References to apsaras in the writings of indologists and iconographers have been found much before art historians began to study them in earnest. Vedic Mythology of A.A. Macdonell(1898) and A.B. Keith (1925) contain enormous information from the Vedic and Puranic sources on apsaras. An extensive study of iconography with supportive discussion on parallel manifestations through the ages done by T.A. Gopinath Rao (1914-16) and J.N. Banerjea (1956), have brought to light one significant observation on associating Bharhut apsaras Misakosi, Alambusa and others with the sculptures of later day Ganga and Yamuna on Hindu temple architecture. Banerjea justifiable observed that the imagery of Ganga-Yamuna could be traced to the Bharhut prototypes (apsaras) even though they are not depicted in dancing postures. Thus the “continuity” of the visual imagery an form from yaksi-apsaras to nadi –devatas was hinted at by Banerjea in 1941 in his Development of Hindu Iconography, but a systematic study was still wanting. The identification of dance postures had to wait for Kapila Vatsyana’s research on Classical Dance in Literature and the Arts (1968), which was conducted during the 1950s. Now we know that every sculpture, standing or seated, of human figures, could be identified as a sthanaka or a cari conforming to the study of sculpture an literature and the inseparable, almost “symbiotic” relationship, shared by the visual, literary and performing arts in India. A number of sculptures of hither to classified apsaras, yoksis, devanganas and surasundaris, have been discussed by her from the context of their dance postures.
The apsaras, salbhanjik concepts in literature and the arts have been dealt with independently by two scholars, namely Projesh Banerjee (1982) and U.N. Roy (1979), which harks back to the method of the recent researches of specialized nature and contain larger compilation of references from the Vedic, Puraninc and classical Sanskrit sources. Projesh Banerjee also brings in devadasis as the “daughters of e celsestial apssara” and extends the interpretation to temple ritual, but fails to project any formidable conclusions. U. N. Roy in his study on salabhanjika refers mainly to the Kusana period, and rounds off the Gupta period summarily. Although he mentions the continuation of this motif in nadi-devatas, he has made no efforts at elaborating and establishing the links. Motichandra (1973) , in his book The World of Courtesans refers to apsaras as courtesans and reduces the the level of divine prostitutes power. The book incorporates photographs of apsaras interpreted as courtesans.

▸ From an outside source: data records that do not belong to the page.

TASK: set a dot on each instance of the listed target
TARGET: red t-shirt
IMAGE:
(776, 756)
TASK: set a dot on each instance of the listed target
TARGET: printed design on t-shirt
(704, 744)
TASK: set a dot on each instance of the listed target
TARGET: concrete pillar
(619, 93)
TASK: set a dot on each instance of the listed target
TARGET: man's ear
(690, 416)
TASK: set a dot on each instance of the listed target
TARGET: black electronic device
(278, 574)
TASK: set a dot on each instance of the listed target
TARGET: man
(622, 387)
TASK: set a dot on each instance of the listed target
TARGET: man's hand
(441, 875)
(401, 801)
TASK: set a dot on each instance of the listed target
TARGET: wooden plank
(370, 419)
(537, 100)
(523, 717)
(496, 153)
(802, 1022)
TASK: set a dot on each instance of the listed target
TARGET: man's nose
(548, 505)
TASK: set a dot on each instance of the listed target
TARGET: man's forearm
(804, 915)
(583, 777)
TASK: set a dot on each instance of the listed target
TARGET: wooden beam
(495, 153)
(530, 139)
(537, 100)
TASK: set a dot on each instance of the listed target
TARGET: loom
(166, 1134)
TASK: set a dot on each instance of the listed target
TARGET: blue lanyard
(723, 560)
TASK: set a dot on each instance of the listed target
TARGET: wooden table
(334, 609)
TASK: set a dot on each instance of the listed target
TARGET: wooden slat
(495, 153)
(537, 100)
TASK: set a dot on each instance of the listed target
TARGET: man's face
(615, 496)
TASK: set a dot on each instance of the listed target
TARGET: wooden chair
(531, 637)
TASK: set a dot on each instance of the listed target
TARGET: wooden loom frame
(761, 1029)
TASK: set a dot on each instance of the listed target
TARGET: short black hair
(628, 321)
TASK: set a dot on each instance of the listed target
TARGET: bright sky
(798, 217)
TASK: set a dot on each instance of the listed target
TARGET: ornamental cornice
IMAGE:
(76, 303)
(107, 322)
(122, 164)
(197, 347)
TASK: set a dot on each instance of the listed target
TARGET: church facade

At this juncture, I pause with some questions-what are the apsaras or devanganas doing on a temple? What role do they play in the architectural and sculptural programming (plan and layout) of the temple? What is the meaning of their action? Does their iconography have any meaning? Why are certain types of devangana repeated on many monuments across different regions over several centuries?
By far the most brilliant interpretation of surasundari and apsaras sculptures in conjunction with temple architecture in the light of the above question and in the larger context of the temple’s iconographical programming, has been attempted by ?Stella Kramrisch way back in the 1940s, followed by Alice Boner in the 1950s.